Bank Marketing Campaign Prediction

Authors: Hala Arar, Fazeeia Mohammad, Rong Wan

Project Summary

This project aims to enhance bank marketing campaigns by using machine learning to predict whether a customer will subscribe to a term deposit based on demographic and campaign-related data. The goal is to develop a model that can more effectively target potential customers, improving resource allocation and reducing marketing costs by excluding unlikely subscribers.
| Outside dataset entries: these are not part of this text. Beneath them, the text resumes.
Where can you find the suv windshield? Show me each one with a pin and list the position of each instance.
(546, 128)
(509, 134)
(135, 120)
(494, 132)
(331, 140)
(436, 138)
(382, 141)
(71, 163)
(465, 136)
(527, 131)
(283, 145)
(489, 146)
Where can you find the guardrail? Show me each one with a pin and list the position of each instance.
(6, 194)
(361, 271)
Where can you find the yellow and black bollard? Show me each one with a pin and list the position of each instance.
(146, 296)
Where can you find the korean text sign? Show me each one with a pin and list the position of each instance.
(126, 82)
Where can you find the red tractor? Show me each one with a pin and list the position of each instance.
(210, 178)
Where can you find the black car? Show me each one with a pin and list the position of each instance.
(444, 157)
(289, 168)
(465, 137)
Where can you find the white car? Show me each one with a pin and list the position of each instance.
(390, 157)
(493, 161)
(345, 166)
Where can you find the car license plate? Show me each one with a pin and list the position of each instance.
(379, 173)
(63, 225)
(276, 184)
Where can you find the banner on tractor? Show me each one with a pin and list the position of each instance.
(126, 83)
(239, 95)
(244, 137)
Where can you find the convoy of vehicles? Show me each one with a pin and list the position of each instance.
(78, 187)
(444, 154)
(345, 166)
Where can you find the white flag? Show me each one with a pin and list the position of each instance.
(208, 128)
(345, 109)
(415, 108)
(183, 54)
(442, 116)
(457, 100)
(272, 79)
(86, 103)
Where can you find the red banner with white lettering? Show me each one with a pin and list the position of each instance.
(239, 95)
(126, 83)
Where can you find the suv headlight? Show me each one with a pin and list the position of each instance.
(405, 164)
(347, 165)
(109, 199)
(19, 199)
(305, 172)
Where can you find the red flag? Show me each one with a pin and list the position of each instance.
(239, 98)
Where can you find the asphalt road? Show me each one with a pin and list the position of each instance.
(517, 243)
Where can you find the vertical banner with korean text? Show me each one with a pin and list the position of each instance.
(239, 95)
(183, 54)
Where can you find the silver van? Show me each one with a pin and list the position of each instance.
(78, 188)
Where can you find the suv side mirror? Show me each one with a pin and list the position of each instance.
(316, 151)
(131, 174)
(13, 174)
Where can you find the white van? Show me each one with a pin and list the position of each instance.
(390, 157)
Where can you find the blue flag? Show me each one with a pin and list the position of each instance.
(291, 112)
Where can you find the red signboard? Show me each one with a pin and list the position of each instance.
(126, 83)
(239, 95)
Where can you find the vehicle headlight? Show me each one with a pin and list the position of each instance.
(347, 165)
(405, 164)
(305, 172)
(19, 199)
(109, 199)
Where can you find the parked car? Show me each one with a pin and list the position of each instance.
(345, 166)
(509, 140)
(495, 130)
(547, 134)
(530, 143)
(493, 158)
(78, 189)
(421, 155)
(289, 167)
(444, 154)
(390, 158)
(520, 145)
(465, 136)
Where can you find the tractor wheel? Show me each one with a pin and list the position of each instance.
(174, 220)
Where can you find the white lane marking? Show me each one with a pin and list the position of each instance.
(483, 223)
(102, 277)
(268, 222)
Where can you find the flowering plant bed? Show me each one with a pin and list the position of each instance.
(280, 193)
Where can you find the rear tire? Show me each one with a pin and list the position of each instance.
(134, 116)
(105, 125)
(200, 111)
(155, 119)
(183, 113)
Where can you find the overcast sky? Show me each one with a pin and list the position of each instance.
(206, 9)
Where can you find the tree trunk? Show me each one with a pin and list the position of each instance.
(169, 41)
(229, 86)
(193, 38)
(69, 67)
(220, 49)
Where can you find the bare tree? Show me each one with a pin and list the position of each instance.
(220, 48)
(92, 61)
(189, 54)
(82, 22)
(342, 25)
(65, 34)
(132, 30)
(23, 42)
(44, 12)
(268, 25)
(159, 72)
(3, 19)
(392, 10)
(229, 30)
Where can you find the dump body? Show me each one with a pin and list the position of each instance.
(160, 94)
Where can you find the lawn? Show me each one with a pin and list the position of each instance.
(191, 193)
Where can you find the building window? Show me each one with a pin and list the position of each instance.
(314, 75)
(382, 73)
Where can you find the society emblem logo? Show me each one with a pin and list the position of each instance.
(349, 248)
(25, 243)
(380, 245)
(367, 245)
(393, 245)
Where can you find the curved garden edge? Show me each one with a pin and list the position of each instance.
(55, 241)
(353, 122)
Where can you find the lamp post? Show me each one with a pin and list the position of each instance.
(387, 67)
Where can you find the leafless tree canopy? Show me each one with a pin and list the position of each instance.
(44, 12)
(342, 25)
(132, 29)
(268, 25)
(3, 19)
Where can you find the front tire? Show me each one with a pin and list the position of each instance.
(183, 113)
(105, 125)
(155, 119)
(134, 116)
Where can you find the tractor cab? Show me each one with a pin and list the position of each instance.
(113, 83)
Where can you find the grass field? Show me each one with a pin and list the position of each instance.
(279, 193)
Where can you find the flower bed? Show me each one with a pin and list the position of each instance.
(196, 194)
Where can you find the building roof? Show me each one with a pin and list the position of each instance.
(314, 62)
The project explores several machine learning models, including Logistic Regression and Decision Trees. These models are trained on customer data, with preprocessing techniques like feature scaling and one-hot encoding applied to prepare the data for analysis. The outcome of this work demonstrates how banks can leverage machine learning to implement more effective, data-driven marketing strategies, which can lead to better customer acquisition and optimized campaign performance.
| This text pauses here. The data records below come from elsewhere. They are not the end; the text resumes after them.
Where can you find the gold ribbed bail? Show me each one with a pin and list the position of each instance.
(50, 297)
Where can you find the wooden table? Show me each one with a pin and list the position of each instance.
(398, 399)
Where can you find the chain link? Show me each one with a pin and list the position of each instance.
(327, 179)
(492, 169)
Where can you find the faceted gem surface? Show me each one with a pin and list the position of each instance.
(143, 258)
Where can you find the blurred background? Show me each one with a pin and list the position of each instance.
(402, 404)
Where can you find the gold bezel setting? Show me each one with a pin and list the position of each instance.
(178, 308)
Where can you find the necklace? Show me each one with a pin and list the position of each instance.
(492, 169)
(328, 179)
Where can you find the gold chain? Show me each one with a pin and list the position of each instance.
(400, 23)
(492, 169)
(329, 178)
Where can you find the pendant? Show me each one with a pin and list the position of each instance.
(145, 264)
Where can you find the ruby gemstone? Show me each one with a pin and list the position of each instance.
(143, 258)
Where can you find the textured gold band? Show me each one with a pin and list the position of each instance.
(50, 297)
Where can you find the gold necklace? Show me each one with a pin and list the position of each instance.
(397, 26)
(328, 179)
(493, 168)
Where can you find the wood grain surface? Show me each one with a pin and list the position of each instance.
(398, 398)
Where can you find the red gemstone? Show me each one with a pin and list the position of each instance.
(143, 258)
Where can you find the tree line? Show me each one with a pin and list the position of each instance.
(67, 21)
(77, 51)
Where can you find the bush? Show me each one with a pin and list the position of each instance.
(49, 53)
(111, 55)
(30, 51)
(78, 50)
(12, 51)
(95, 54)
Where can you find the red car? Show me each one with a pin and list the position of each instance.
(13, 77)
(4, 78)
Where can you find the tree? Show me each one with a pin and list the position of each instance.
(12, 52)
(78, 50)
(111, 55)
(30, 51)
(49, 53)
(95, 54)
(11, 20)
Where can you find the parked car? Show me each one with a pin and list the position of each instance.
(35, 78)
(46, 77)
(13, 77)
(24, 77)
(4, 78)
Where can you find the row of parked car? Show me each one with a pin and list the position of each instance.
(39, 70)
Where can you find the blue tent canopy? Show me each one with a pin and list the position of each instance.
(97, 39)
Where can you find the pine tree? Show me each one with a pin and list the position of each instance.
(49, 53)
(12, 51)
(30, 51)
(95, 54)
The Logistic Regression model achieved an accuracy of 88.5%, with a focus on minimizing false positives, resulting in a precision of 0.70 and recall of 0.20. Despite its high precision, the model's low recall indicates that it misses a significant portion of actual subscribers. The Decision Tree model, with an accuracy of 89.7%, demonstrated better recall (0.23) but at the cost of increased false positives (126). Both models highlight the class imbalance in the dataset, where non-subscribers are far more prevalent than subscribers. The Logistic Regression model is more suitable when minimizing false positives is prioritized, whereas the Decision Tree model is more effective in identifying potential subscribers but may require further regularization to reduce overfitting.
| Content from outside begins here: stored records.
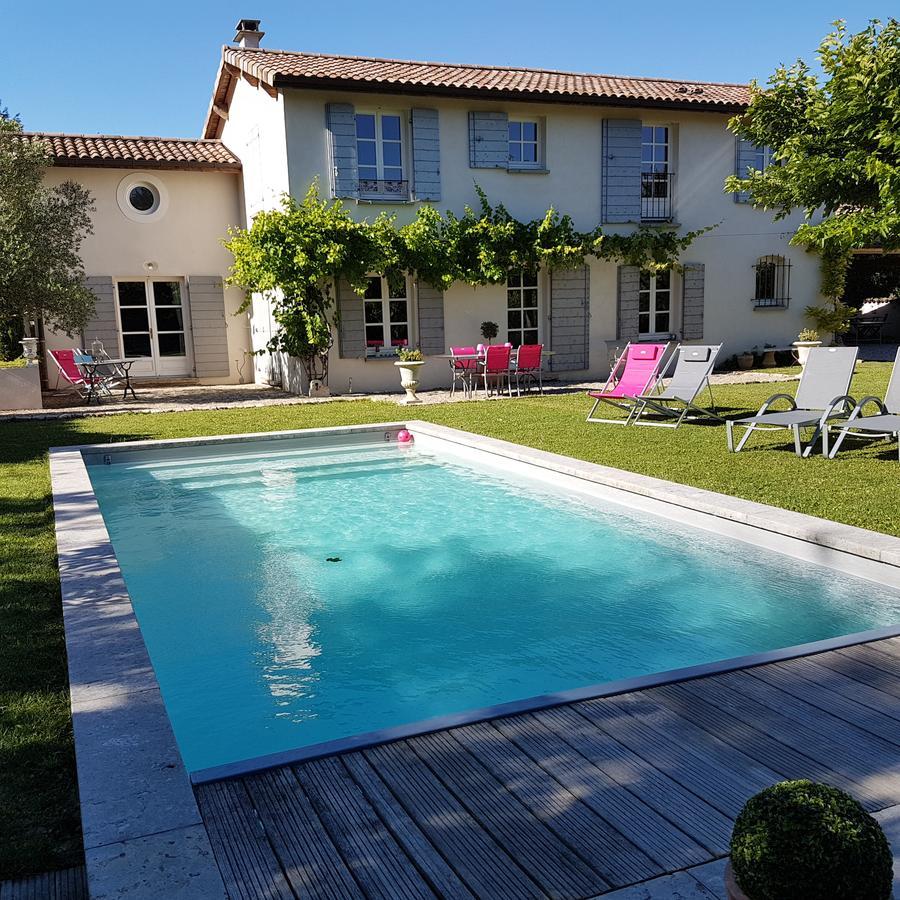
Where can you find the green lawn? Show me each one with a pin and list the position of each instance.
(39, 824)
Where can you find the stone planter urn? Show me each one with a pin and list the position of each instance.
(732, 888)
(802, 348)
(409, 379)
(29, 350)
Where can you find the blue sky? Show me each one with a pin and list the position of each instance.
(142, 68)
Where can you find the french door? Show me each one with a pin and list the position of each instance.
(154, 327)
Strategic recommendations for targeted marketing, personalized offers, and campaign timing are proposed to optimize resource allocation and improve conversion rates. Future model iterations should focus on improving both precision and recall to enhance marketing efforts and increase return on investment.

Report

The final report can be found here.

How to Run the Analysis

Option 1: Run Using Docker

Install Docker

Download and install Docker Desktop for your operating system and ensure it is running.

Clone the repository

Open your terminal and run the following command to clone the project repository to your local machine:

git clone https://github.com/mindy001/BankMarketingPreditions-.git

Navigate to the project directory

cd BankMarketingPreditions-

Run the Docker Container Using Docker Compose

Run the following command in your terminal to pull the project’s Docker image:

docker-compose up

Access JupyterLab

You will see a URL in the terminal. Open the link in your browser to access the JupyterLab environment.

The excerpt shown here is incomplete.